The second point leads us to develop action points & thought process to implement a new thing in our life. We are like interns first & may need to go back to the book or do more research to improve on our understanding of the relevant point or points.

Once we gain experience, we become better at something & add more value either by

  1. Taking less time or
  2. Give more output

Can you see the link between learning by doing & the experience curve? It is fascinating.

Experience by Reading More

boy sitting on bench while holding a book
Photo by Ben White / Unsplash

Tyler Cowen (Holbert L. Harris Professor of Economics at George Mason University and also Director of the Mercatus Center, He was named in an Economist poll as one of the most influential economists of the last decade and several years ago Bloomberg BusinessWeek dubbed him "America's Hottest Economist." Foreign Policy magazine named him as one of its "Top 100 Global Thinkers" of 2011) said of reading fast -

The best way to read quickly is to read lots.  And lots.  And to have started a long time ago.  Then maybe you know what is coming in the current book.  Reading quickly is often, in a margin-relevant way, close to not reading much at all. (Source : here)

When we read multiple books of the same topic - say economics or strategy, the ideas flow out of the books faster as we move from book to book. Why ? Because we know what we are reading about. We already have ideas from previous books & so we get more familiar with those from new books than would have been if we were reading them for the first time.

The marginal cost of reading (time spent) decreases as we read more on the same or related topics. The experience curve from reading increases the value that we get from reading.

This means we get more experience from reading more books. But reading itself is not enough. Understanding & then trying to see how concepts can be applied & where it impacts our lives.

Improving Ourselves

We normally go through our lives trying to be better than what we were the day before through iteration & learning in the environment around us (Fulfilling Demand). Letting go of what we think pulls us back & embracing what takes us forward. This is important. If we don't aim to improve ourselves, we get stuck in a rut & results in degradation & rotting of our capabilities, which is something we don't want. We have to constantly reinvent ourselves.
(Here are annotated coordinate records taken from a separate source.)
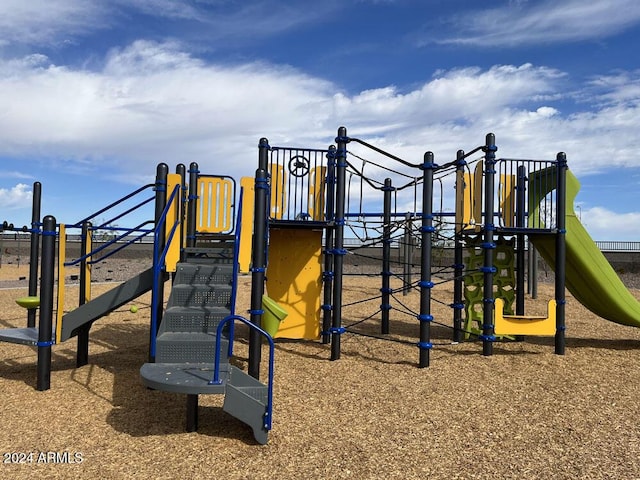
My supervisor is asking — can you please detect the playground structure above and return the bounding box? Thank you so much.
[0,127,640,443]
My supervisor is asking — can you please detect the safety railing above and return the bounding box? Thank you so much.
[209,315,275,430]
[149,184,182,358]
[269,147,328,222]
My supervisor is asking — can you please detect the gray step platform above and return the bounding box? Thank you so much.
[169,285,231,308]
[156,332,229,365]
[140,363,269,445]
[174,263,233,285]
[162,306,230,333]
[222,367,269,445]
[140,363,230,395]
[0,327,38,346]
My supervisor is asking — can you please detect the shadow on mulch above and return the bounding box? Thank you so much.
[66,325,262,444]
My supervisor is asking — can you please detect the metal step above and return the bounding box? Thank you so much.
[168,285,231,308]
[161,306,230,334]
[222,367,269,445]
[140,363,232,395]
[173,263,233,285]
[184,244,234,264]
[156,332,229,365]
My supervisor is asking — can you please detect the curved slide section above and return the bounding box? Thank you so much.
[529,171,640,327]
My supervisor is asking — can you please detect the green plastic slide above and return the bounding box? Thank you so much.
[529,167,640,327]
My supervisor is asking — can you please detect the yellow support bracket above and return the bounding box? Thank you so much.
[494,298,556,336]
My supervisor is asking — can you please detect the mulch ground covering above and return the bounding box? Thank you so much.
[0,267,640,479]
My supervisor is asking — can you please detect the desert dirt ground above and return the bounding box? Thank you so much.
[0,266,640,479]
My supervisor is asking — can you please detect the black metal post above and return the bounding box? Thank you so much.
[418,152,437,368]
[149,163,169,362]
[36,215,56,391]
[331,127,349,360]
[516,165,527,315]
[555,152,567,355]
[380,178,394,334]
[187,162,200,248]
[76,222,91,368]
[402,212,413,295]
[452,150,467,342]
[480,133,497,356]
[27,182,42,328]
[248,138,270,379]
[322,145,336,344]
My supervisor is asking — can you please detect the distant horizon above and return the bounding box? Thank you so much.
[0,0,640,240]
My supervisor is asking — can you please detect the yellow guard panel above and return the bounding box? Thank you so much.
[267,228,322,340]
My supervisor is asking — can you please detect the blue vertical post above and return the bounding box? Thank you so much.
[480,133,497,356]
[380,178,394,334]
[174,163,187,262]
[418,152,437,368]
[331,127,349,360]
[36,215,56,391]
[322,145,336,344]
[452,150,467,342]
[187,162,200,248]
[27,182,42,328]
[555,152,567,355]
[248,138,270,379]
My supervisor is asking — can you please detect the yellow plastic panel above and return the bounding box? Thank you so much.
[238,177,256,273]
[309,167,327,222]
[267,228,322,340]
[196,177,235,233]
[456,161,483,230]
[270,165,287,220]
[165,173,182,272]
[494,298,556,336]
[498,174,516,227]
[56,223,67,343]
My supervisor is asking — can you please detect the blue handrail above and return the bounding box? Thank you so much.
[209,315,275,430]
[64,221,154,267]
[149,185,181,357]
[228,188,244,357]
[70,183,156,228]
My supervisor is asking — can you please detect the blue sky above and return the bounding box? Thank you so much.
[0,0,640,240]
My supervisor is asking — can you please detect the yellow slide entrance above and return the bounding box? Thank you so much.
[267,226,322,340]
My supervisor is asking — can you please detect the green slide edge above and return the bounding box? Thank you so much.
[529,167,640,327]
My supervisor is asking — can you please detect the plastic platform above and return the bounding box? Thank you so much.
[0,327,38,346]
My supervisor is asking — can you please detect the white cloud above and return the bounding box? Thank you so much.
[580,207,640,241]
[423,0,640,46]
[0,41,640,236]
[0,183,33,210]
[0,0,106,46]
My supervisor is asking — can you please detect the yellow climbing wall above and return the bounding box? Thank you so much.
[267,227,322,340]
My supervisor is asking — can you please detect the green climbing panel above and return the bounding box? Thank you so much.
[463,236,516,339]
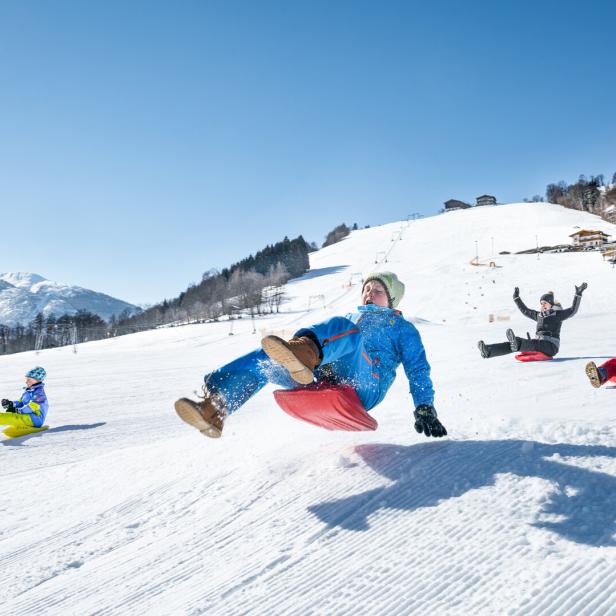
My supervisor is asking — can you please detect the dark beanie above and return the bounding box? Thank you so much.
[540,291,554,306]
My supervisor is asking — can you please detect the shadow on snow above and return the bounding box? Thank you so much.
[308,440,616,546]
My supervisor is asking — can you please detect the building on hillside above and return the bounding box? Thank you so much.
[445,199,471,212]
[603,205,616,223]
[569,229,610,249]
[475,195,496,206]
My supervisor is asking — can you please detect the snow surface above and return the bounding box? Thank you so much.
[0,204,616,616]
[0,272,139,326]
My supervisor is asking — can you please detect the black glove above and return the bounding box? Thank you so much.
[413,404,447,437]
[2,398,15,413]
[575,282,588,296]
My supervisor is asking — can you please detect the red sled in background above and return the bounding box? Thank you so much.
[274,383,378,432]
[515,351,554,361]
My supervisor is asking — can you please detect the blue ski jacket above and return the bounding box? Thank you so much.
[13,383,49,428]
[347,304,434,407]
[296,304,434,410]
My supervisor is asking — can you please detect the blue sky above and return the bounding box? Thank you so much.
[0,0,616,303]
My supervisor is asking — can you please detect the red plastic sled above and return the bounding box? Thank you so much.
[515,351,554,361]
[274,384,378,432]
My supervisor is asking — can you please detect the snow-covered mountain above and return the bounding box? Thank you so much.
[0,204,616,616]
[0,272,140,326]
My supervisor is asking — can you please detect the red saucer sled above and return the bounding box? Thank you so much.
[274,383,378,432]
[515,351,554,361]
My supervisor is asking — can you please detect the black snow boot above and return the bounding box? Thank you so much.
[505,329,520,353]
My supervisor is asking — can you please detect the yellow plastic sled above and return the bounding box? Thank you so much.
[2,426,49,438]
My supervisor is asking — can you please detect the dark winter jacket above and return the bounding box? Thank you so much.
[515,295,582,349]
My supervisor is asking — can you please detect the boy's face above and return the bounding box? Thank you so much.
[361,280,389,308]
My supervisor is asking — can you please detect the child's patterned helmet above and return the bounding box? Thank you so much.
[26,366,47,381]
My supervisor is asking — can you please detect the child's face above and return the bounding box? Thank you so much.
[361,280,389,308]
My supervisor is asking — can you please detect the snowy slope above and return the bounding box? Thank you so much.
[0,204,616,615]
[0,272,139,326]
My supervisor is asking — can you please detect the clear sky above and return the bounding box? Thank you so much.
[0,0,616,304]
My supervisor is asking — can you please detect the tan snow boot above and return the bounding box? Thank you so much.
[585,361,605,387]
[261,336,319,385]
[174,390,227,438]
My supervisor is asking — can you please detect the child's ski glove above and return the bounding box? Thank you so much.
[413,404,447,437]
[2,398,15,413]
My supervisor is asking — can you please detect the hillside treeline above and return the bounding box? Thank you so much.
[545,173,616,222]
[118,235,316,331]
[0,235,316,354]
[0,310,116,355]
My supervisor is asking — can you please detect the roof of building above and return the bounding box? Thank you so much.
[569,229,610,237]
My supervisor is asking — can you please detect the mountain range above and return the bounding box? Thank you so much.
[0,272,140,327]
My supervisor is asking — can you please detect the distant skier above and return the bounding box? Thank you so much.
[586,357,616,387]
[175,272,447,438]
[0,366,49,428]
[477,282,588,358]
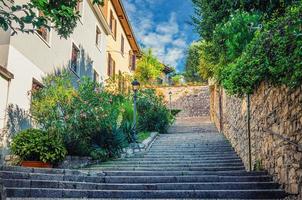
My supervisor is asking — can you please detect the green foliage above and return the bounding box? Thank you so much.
[171,74,183,85]
[135,49,164,84]
[184,42,203,82]
[171,109,181,117]
[11,129,66,164]
[192,0,295,41]
[121,98,138,143]
[32,73,127,156]
[137,131,151,143]
[222,3,302,95]
[137,89,173,133]
[0,0,103,38]
[90,147,109,161]
[193,0,302,96]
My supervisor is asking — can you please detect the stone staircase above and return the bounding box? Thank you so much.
[0,120,286,200]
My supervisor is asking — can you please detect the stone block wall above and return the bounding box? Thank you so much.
[211,83,302,199]
[157,86,210,118]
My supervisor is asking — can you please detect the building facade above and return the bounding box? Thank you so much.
[103,0,141,78]
[0,0,139,160]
But there is a bigger world out there with oceans of knowledge floating around if we are willing to look. This knowledge can truly change us for the better. For me, I am an experienced finance professional who generated insights from numbers every day, month, quarter or year.

But after leaving that part of finance & then getting into business, I saw things differently in what drives numbers & how that can be influenced by various decisions & external factors. Seeing that linkage between external factors, decisions & it's impact on numbers was fascinating. It's constant learning. It is more challenging to drive those numbers upwards. This is where finance professionals can contribute or add value using their experience of analyzing numbers.

This can only be done by leaving our comfort zone & doing, thinking different from what we are used to (Shaping Demand). This is where innovation comes in to identify what new value can be added through our experience & from this improved experience, how can we improve further & add more value.

This is the flywheel that we need to get into.